Pra quem não quiser ler, a parada se resume, na minha opinião, em individualismos, falta de comprometimento, solidariedade. "Venha nós, tudo. Vosso reino, nada".

Pra quem não sabe, minha escola é considerada entre as dez piores da Diretoria de Ensino Leste-1. Isso quem diz é o Saresp. E em muito eu concordo, principalmente quando vejo: estrutura, administração, planejamento, organização, corpo docente, participação da comunidade. Estamos entre as piores escolas de São Paulo. E isto há alguns anos.

Eu, que completo na escola cinco anos de trabalho, estou cansado: desta imagem de pior escola, da imagem de alunos "nóias, vagabundos, drogados; putas, galinhas, sem-futuro, sem-esperança, sem-nada". Estou cansado porque eu conheço o meu potencial, tenho comprometimento e dedicação no meu trabalho, deixo muitos projetos pessoais pra ficar por lá - fique claro, por livre e espontânea escolha.

Mas me sinto mal porque estou lá, trabalhando duro há cinco anos. Não são cinco segundos. Dias, meses. São cinco anos.

E assim como o jardineiro que planta quer ver o jardim florido, o pedreiro que constrói quer ver a casa de pé, eu quero ver a minha escola crescer. Mudar.

Estou de saco cheio de gente derrubando o meu muro, destruindo as flores no meu jardim.

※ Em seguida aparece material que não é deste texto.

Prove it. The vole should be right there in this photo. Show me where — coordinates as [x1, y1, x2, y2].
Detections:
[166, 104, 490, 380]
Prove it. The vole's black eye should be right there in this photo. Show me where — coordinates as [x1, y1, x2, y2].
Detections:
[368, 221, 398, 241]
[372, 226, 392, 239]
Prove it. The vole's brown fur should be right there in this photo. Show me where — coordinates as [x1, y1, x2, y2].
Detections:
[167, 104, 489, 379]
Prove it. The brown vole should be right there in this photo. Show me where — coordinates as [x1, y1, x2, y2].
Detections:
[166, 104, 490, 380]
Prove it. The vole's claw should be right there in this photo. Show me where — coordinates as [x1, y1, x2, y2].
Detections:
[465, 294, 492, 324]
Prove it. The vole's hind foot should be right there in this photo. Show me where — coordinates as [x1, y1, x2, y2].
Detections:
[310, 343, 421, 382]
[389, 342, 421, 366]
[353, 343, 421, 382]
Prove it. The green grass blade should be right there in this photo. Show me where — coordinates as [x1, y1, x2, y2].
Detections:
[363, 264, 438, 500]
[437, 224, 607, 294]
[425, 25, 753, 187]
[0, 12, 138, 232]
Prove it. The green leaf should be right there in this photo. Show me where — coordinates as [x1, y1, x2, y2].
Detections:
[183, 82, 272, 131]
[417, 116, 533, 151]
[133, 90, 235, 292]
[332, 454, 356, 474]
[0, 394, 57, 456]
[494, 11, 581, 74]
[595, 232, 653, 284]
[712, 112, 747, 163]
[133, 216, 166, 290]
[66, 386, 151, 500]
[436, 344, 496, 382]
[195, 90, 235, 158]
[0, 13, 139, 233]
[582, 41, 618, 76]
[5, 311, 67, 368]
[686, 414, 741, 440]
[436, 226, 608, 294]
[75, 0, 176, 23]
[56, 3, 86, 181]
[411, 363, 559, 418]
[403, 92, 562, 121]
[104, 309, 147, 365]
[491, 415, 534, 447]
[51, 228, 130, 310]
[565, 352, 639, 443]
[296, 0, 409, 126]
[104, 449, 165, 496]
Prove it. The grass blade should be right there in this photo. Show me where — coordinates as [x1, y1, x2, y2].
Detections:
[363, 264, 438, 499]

Ontem tivemos uma reunião na escola pra conversarmos sobre os problemas. Novamente. Conhecidos há muito tempo: pela Secretaria de Educação, pela Diretoria de Ensino, pela Direção, por professores. Pra quem não conhece, vamos a eles:

- DÍVIDAS (Din-Din): a escola estava com um problema para receber verbas. Tal fato se deve a má administração de gestão anteriores, que por falta de prestação de contas nos anos 2006, 2007, 2008, fez acumular uma dívida na escola de aproximadamente R$ 111.000,00 (CENTO E ONZE MIL REAIS). Estas contas precisavam ser regularizadas para que a escola recebesse verbas. Através do trabalho da direção, conseguiu-se acertar muita coisa, mas a APM da escola ainda encontra-se com uma dívida de R$ 16.000,00 com a FDE, que será saldada em 60 meses.

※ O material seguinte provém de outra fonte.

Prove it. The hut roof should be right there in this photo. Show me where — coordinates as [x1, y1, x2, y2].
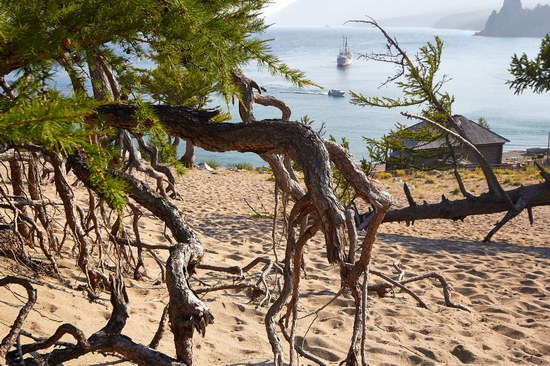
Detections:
[403, 115, 509, 150]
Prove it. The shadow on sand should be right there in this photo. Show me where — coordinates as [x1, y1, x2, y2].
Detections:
[377, 232, 550, 259]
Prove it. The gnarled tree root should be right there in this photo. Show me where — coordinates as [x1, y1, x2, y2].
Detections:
[4, 275, 185, 366]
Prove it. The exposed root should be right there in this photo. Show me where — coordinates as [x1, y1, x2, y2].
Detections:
[368, 268, 470, 312]
[0, 276, 37, 364]
[5, 274, 186, 366]
[149, 305, 170, 350]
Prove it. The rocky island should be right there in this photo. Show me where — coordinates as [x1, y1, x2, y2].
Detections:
[476, 0, 550, 37]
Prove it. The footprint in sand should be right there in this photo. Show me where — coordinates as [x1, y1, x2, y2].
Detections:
[492, 324, 526, 339]
[450, 344, 477, 364]
[408, 354, 436, 366]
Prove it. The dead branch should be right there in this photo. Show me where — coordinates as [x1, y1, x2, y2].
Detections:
[265, 195, 311, 366]
[535, 161, 550, 186]
[121, 130, 168, 198]
[137, 136, 178, 198]
[483, 195, 528, 243]
[0, 186, 59, 273]
[403, 183, 416, 207]
[370, 270, 428, 309]
[382, 182, 550, 233]
[368, 270, 470, 312]
[278, 318, 327, 366]
[28, 153, 60, 252]
[50, 153, 108, 292]
[0, 276, 37, 365]
[197, 256, 283, 278]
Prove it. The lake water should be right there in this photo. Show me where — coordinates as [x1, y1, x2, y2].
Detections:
[197, 26, 549, 166]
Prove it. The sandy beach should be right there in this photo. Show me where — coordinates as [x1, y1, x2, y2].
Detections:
[1, 167, 549, 365]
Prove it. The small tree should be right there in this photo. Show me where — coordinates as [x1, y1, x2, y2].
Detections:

Olha só que legal: pessoas irresponsáveis, não fazem seu trabalho direito, destroem uma escola, vão embora, e deixam para os que ficam, no caso a APM da escola, uma dívida de 16 mil!

- Falta de Planejamento, Organização: pra começar, a escola não tem um Projeto Político-Pedagógico, que a pense a curto, médio e longo prazo. Não, é sempre o apagar de fogo, é sempre a toque de caixa. Nunca tomamos uma ação, agimos. Estamos sempre REagindo. Estamos sempre apagando incêndios. Algumas vezes literalmente falando. E o que é pior, as coisas simples que combinamos, não acontecem.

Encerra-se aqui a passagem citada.